Préface à la réédition de
Histoire de Manon Lescaut et du chevalier Des Grieux

(Paris, Launette, 1885)

 

    Mais si l'histoire des peuples est embellie par quelques figures de femmes qui rayonnent comme des étoiles, l'histoire de la pensée humaine, de la pensée artiste, est éclairée aussi par quelques images féminines rêvées par les écrivains, dessinées par les peintres ou taillées dans le marbre par les sculpteurs. [...]
   Puis voici Manon Lescaut, plus vraiment femme que toutes les autres, naïvement rouée, perfide, aimante, troublante, spirituelle, redoutable et charmante. En cette figure si pleine de séduction et d'instinctive perfidie, l'écrivain semble avoir incarné tout ce qu'il y a de plus gentil, de plus entraînant et de plus infâme dans l'être féminin. Manon, c'est la femme tout entière, telle qu'elle a toujours été, telle qu'elle est, et telle qu'elle sera toujours. Ne retrouvons-nous point en elle l'Ève du paradis perdu, l'éternelle et rusée et naïve tentatrice, qui ne distingue jamais le bien du mal, et entraîne par la seule puissance de sa bouche et de ses yeux l'homme faible et fort, le mâle éternel. Adam, d'après la légende ingénieuse de l'Écriture, mange la pomme que lui présente sa compagne. Des Grieux, dès qu'il a rencontré cette fille irrésistible, devient sans le savoir, sans le comprendre, par la seule contagion de l'âme féminine, par le seul contact de la nature dépravante de Manon, un fripon, un gredin, l'associé presque inconscient de cette inconsciente et délicieuse gredine. Sait-il ce qu'il fait ? non. La caresse de cette femme a troublé ses yeux et engourdi son âme. Il le sait si peu, il agit avec tant de sincérité, que nous ne sentons plus nous-mêmes l'infamie naïve de ses actes ; nous subissons comme lui la grâce entraînante de Manon, comme lui nous l'aimons, nous aurions trompé comme lui peut-être ! Nous le comprenons, nous ne nous indignons plus ainsi que nous le ferions pour un autre, nous l'absolvons presque, nous lui pardonnons assurément à cause d'elle, parce que nous nous sentons faibles aussi devant cette image ravissante, devant cette unique évocation de la créature d'amour.
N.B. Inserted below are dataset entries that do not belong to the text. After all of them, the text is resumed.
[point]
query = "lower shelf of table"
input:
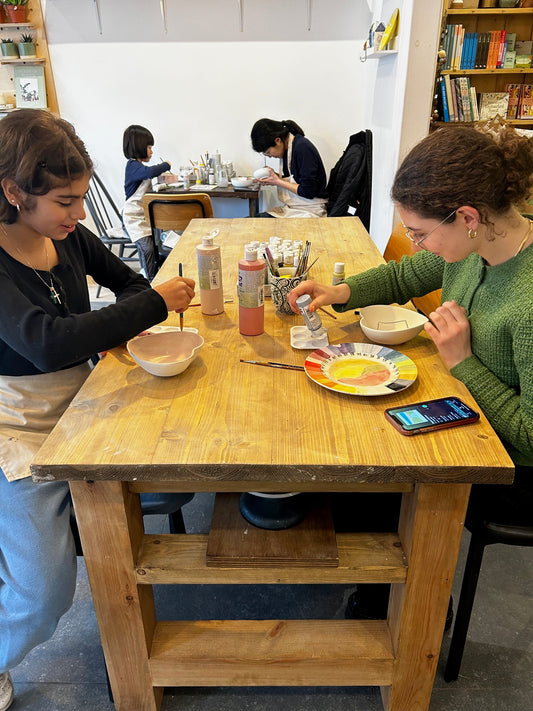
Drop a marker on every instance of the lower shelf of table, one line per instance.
(181, 559)
(272, 653)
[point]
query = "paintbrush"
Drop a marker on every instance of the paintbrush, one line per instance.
(180, 272)
(272, 364)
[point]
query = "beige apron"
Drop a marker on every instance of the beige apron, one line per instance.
(133, 213)
(293, 204)
(30, 406)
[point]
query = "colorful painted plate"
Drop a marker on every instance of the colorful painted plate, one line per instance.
(361, 369)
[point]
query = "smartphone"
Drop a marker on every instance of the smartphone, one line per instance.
(431, 415)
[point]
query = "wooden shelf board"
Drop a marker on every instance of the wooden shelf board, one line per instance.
(181, 559)
(272, 653)
(486, 72)
(18, 60)
(492, 11)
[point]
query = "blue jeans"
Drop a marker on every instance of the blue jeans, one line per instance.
(37, 564)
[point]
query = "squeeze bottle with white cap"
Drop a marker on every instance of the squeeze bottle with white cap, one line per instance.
(338, 273)
(210, 276)
(251, 288)
(311, 318)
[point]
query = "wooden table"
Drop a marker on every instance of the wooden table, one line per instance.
(227, 426)
(250, 194)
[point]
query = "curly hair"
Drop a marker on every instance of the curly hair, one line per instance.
(461, 165)
(39, 152)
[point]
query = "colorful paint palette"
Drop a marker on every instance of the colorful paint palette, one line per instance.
(361, 369)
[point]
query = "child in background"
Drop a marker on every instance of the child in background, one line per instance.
(137, 146)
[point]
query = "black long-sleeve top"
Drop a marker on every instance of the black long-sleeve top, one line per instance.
(38, 336)
(307, 168)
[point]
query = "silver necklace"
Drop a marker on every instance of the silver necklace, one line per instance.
(54, 296)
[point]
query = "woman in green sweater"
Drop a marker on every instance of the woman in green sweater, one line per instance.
(457, 194)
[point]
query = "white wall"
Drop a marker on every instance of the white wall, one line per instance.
(201, 85)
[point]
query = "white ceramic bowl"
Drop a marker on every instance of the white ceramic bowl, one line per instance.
(261, 173)
(241, 181)
(165, 352)
(390, 325)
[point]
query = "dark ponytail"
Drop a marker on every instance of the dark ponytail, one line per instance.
(265, 132)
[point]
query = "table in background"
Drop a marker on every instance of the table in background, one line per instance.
(228, 426)
(250, 194)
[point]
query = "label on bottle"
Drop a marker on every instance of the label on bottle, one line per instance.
(209, 276)
(251, 288)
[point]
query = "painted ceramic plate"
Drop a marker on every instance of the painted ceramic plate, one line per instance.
(361, 369)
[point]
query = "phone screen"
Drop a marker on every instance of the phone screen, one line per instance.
(431, 415)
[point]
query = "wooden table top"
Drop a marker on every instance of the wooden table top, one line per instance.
(228, 191)
(230, 426)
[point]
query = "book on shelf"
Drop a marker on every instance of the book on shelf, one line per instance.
(514, 91)
(452, 102)
(525, 106)
(499, 62)
(493, 103)
(442, 100)
(473, 103)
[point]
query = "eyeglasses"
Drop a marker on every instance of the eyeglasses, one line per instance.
(418, 242)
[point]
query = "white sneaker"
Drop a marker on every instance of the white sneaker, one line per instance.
(6, 691)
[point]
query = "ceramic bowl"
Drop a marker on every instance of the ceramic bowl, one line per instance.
(390, 325)
(166, 352)
(241, 181)
(261, 173)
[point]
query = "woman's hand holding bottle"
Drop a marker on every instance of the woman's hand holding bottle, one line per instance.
(176, 292)
(321, 294)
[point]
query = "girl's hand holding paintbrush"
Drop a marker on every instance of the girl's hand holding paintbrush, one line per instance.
(176, 292)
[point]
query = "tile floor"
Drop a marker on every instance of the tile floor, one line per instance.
(496, 675)
(497, 672)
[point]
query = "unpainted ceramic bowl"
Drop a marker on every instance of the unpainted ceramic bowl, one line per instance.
(390, 325)
(165, 353)
(241, 181)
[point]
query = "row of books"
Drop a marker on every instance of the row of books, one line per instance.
(497, 49)
(458, 101)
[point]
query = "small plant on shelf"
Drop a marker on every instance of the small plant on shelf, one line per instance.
(9, 48)
(15, 10)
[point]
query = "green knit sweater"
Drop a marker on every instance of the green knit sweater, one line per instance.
(499, 305)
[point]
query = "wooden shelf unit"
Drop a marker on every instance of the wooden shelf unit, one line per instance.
(519, 20)
(36, 25)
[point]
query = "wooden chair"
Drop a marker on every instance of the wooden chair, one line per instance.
(173, 212)
(108, 222)
(398, 246)
(484, 533)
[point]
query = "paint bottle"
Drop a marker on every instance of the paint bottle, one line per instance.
(338, 273)
(311, 318)
(251, 287)
(210, 276)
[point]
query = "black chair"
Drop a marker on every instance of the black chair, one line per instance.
(108, 222)
(484, 533)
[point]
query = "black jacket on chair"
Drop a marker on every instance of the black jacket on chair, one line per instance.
(350, 182)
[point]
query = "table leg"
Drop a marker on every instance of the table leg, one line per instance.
(110, 524)
(431, 526)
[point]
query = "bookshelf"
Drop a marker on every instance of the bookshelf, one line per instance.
(34, 26)
(484, 20)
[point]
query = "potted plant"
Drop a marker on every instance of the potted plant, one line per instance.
(15, 10)
(26, 47)
(9, 48)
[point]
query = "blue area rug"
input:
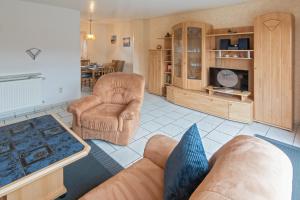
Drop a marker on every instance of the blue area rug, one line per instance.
(31, 145)
(87, 173)
(294, 154)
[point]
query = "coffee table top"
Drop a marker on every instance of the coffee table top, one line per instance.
(35, 144)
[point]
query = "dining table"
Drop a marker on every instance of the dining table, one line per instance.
(95, 70)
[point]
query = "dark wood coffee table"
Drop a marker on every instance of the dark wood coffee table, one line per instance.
(33, 154)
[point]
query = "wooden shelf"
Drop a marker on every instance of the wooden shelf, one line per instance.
(233, 58)
(164, 38)
(231, 50)
(230, 34)
(242, 94)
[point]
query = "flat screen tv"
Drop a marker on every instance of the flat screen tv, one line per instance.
(229, 78)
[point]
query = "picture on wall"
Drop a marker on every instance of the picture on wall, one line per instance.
(126, 42)
(113, 39)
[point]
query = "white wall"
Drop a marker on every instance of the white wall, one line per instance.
(56, 31)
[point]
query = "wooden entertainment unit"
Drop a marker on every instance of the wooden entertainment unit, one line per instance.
(197, 48)
(227, 107)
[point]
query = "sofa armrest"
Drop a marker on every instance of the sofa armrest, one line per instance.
(158, 149)
(83, 104)
(131, 110)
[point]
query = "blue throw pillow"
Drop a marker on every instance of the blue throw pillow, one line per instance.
(186, 167)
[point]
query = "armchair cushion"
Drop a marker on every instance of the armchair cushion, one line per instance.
(83, 104)
(131, 110)
(158, 149)
(186, 167)
(104, 117)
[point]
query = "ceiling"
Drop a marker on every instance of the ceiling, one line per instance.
(135, 9)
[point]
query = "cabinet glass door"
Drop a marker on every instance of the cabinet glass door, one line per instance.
(194, 53)
(178, 46)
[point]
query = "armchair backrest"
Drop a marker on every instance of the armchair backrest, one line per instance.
(120, 88)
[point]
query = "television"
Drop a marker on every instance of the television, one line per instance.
(229, 78)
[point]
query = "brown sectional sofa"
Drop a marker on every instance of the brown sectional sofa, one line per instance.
(246, 168)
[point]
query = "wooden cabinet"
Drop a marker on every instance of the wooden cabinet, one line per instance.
(273, 69)
(156, 72)
(189, 55)
(228, 108)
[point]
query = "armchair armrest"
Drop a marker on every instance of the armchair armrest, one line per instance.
(158, 149)
(131, 110)
(83, 104)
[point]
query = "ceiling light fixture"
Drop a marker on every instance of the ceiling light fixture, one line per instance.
(90, 36)
(92, 6)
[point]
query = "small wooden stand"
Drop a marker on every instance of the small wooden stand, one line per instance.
(243, 95)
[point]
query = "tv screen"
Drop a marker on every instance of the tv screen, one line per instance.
(229, 78)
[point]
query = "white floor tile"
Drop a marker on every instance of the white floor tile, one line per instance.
(146, 118)
(140, 132)
(183, 111)
(35, 115)
(163, 120)
(194, 117)
(205, 126)
(183, 123)
(105, 146)
(219, 137)
(125, 156)
(55, 111)
(167, 109)
(213, 120)
(235, 124)
(156, 133)
(149, 107)
(171, 130)
(156, 113)
(117, 147)
(161, 103)
(174, 115)
(248, 130)
(139, 146)
(228, 129)
(15, 120)
(64, 114)
(259, 127)
(281, 135)
(151, 126)
(210, 146)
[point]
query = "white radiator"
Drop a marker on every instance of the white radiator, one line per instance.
(20, 92)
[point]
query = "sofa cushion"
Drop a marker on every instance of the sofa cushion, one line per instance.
(247, 168)
(103, 117)
(186, 167)
(143, 180)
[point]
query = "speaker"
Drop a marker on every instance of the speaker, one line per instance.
(244, 44)
(224, 44)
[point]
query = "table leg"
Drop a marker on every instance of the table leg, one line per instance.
(48, 187)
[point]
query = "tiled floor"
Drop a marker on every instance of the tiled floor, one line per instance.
(158, 115)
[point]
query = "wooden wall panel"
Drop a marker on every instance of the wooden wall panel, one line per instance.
(273, 70)
(155, 72)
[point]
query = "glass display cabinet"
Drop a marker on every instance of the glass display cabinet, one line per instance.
(189, 55)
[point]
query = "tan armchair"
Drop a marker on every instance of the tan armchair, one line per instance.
(112, 112)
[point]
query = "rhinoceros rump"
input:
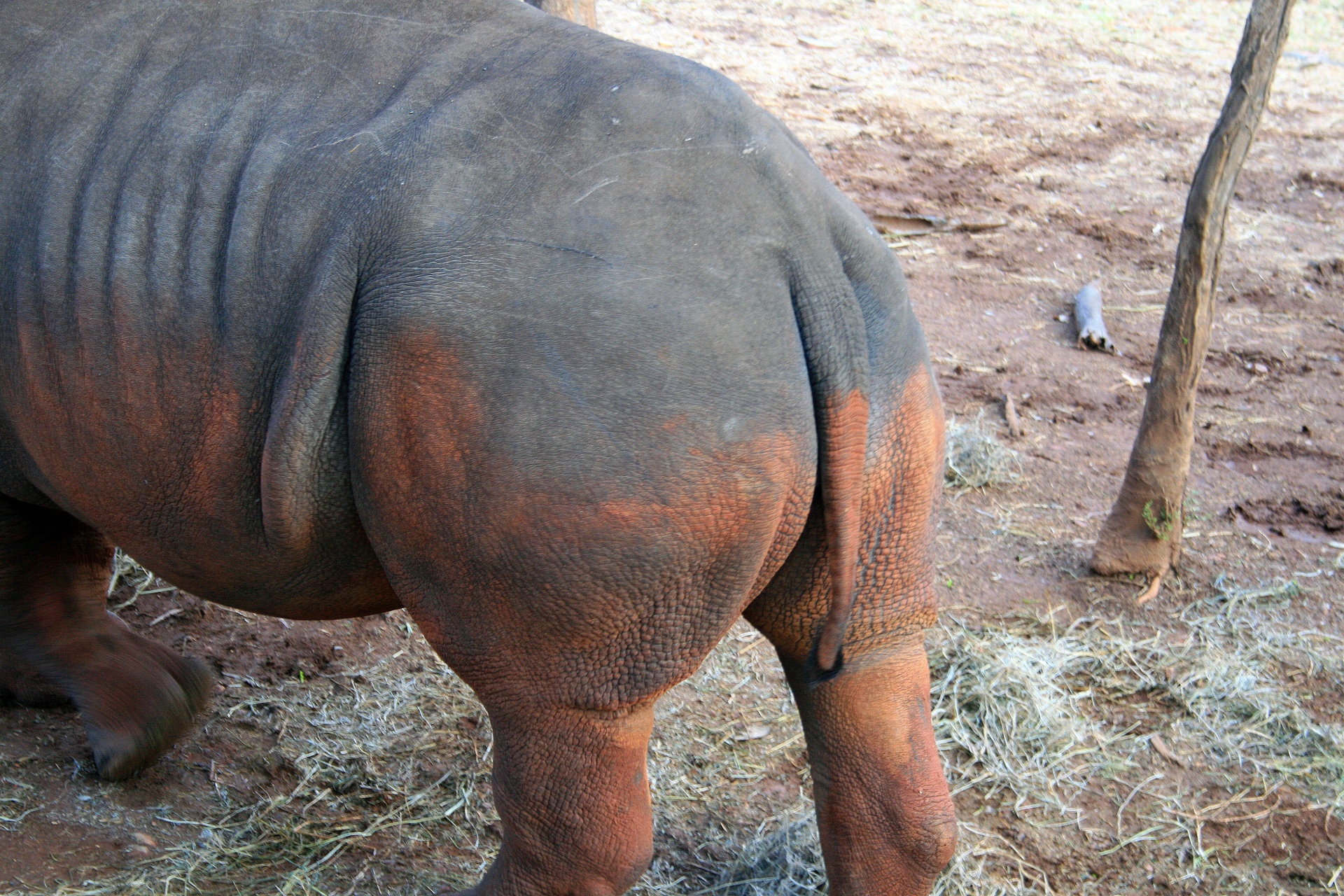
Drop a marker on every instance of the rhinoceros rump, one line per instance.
(559, 343)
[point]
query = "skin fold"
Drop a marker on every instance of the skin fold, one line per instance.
(559, 343)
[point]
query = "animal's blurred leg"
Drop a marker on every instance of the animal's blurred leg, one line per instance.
(134, 695)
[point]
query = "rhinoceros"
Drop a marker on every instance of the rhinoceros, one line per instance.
(559, 343)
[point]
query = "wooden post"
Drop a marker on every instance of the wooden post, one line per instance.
(581, 11)
(1144, 530)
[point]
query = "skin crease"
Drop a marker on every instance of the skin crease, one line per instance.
(559, 343)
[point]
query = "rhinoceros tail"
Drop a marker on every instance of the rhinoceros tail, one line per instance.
(836, 348)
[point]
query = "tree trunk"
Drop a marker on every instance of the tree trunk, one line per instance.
(1144, 530)
(581, 11)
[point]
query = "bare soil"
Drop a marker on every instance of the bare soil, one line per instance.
(1070, 131)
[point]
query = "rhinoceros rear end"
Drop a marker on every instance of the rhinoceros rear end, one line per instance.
(559, 343)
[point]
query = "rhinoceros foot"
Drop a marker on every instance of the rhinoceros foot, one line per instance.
(134, 718)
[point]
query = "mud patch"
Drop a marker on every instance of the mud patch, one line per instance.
(1324, 512)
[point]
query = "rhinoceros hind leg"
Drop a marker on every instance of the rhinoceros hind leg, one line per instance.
(573, 796)
(136, 696)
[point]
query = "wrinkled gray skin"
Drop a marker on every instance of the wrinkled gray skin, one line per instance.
(324, 309)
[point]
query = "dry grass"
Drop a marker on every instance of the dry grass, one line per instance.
(390, 762)
(976, 460)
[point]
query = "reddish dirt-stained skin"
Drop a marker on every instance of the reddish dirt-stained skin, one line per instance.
(558, 343)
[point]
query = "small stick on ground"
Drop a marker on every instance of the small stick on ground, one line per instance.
(1092, 328)
(1155, 584)
(1011, 415)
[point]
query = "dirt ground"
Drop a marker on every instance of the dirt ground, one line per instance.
(342, 758)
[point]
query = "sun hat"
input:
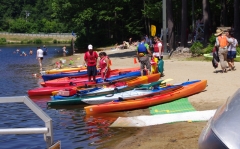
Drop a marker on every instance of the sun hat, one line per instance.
(218, 32)
(90, 47)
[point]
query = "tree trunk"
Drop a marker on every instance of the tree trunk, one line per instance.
(145, 19)
(184, 24)
(223, 17)
(236, 20)
(206, 21)
(170, 25)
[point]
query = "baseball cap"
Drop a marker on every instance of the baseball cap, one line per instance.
(90, 47)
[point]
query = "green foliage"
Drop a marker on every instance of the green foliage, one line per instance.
(55, 41)
(197, 49)
(37, 41)
(208, 49)
(212, 40)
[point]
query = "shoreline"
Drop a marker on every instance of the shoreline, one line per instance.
(179, 135)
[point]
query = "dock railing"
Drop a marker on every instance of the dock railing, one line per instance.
(47, 130)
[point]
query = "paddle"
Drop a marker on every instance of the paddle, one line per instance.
(163, 83)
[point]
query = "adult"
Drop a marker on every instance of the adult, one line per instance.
(64, 50)
(30, 52)
(232, 52)
(104, 65)
(142, 54)
(90, 58)
(44, 50)
(222, 43)
(158, 48)
(39, 57)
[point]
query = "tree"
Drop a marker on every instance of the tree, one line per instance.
(184, 24)
(205, 5)
(236, 20)
(170, 25)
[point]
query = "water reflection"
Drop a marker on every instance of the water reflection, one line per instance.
(70, 124)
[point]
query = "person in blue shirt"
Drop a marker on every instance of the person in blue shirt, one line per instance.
(44, 50)
(142, 54)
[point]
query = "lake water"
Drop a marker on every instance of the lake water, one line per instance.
(71, 126)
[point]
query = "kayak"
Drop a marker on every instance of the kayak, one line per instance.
(41, 91)
(147, 101)
(83, 74)
(130, 95)
(59, 100)
(47, 77)
(134, 94)
(53, 71)
(83, 81)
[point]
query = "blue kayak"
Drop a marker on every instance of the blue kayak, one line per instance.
(47, 77)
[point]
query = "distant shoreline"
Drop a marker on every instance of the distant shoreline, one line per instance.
(23, 39)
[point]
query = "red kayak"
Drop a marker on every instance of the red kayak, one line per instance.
(68, 81)
(41, 91)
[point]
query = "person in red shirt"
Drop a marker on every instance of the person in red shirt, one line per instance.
(90, 58)
(104, 65)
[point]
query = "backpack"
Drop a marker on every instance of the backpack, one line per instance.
(44, 52)
(142, 48)
(162, 50)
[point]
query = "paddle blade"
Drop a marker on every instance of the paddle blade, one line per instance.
(135, 60)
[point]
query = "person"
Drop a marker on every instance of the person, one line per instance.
(104, 65)
(130, 41)
(147, 39)
(90, 59)
(64, 50)
(44, 50)
(39, 57)
(142, 55)
(222, 43)
(30, 52)
(233, 43)
(158, 53)
(24, 54)
(157, 48)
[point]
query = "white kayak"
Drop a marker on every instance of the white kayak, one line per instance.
(132, 94)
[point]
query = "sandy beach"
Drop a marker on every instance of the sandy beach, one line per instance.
(183, 135)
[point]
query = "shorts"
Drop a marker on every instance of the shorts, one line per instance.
(105, 73)
(92, 70)
(144, 61)
(231, 54)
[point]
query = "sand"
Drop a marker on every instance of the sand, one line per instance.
(184, 134)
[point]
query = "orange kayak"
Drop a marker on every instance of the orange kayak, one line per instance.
(148, 101)
(64, 81)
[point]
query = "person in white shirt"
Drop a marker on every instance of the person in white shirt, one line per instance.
(40, 57)
(232, 51)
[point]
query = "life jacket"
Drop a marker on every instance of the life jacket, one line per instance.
(103, 63)
(142, 48)
(155, 48)
(222, 41)
(91, 58)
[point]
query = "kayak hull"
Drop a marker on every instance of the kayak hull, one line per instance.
(104, 91)
(146, 102)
Et c'est une chose étrange à remarquer que l'indulgence si complète du lecteur en face des actions honteuses du chevalier Des Grieux et de sa perfide maîtresse. C'est qu'aucune création artiste n'a jamais parlé plus fortement aux sens de l'homme que cette exquise drôlesse dont le charme subtil et malsain semble s'échapper comme une odeur légère et presque insaisissable de toutes les pages de ce livre admirable, de chaque phrase, de chaque mot qui parle d'elle. Et comme elle est sincère, pourtant, cette gueuse, sincère dans ses roueries, franche dans ses infamies. Des Grieux nous la montre lui-même en quelques lignes qui contiennent plus de la femme que la plupart des gros romans ayant des prétentions à la psychologie :
  — « Jamais fille n'eut moins d'attachement qu'elle pour l'argent, mais elle ne pouvait être tranquille un moment avec la crainte d'en manquer. Elle n'eût jamais voulu toucher un sou si l'on pouvait se divertir sans qu'il en coûte. Elle ne s'informait pas même quel était le fond de nos richesses... Mais c'était une chose si nécessaire pour elle d'être ainsi occupée par le plaisir qu'il n'y avait pas le moindre fond à faire sans cela sur son honneur et sur ses inclinations. »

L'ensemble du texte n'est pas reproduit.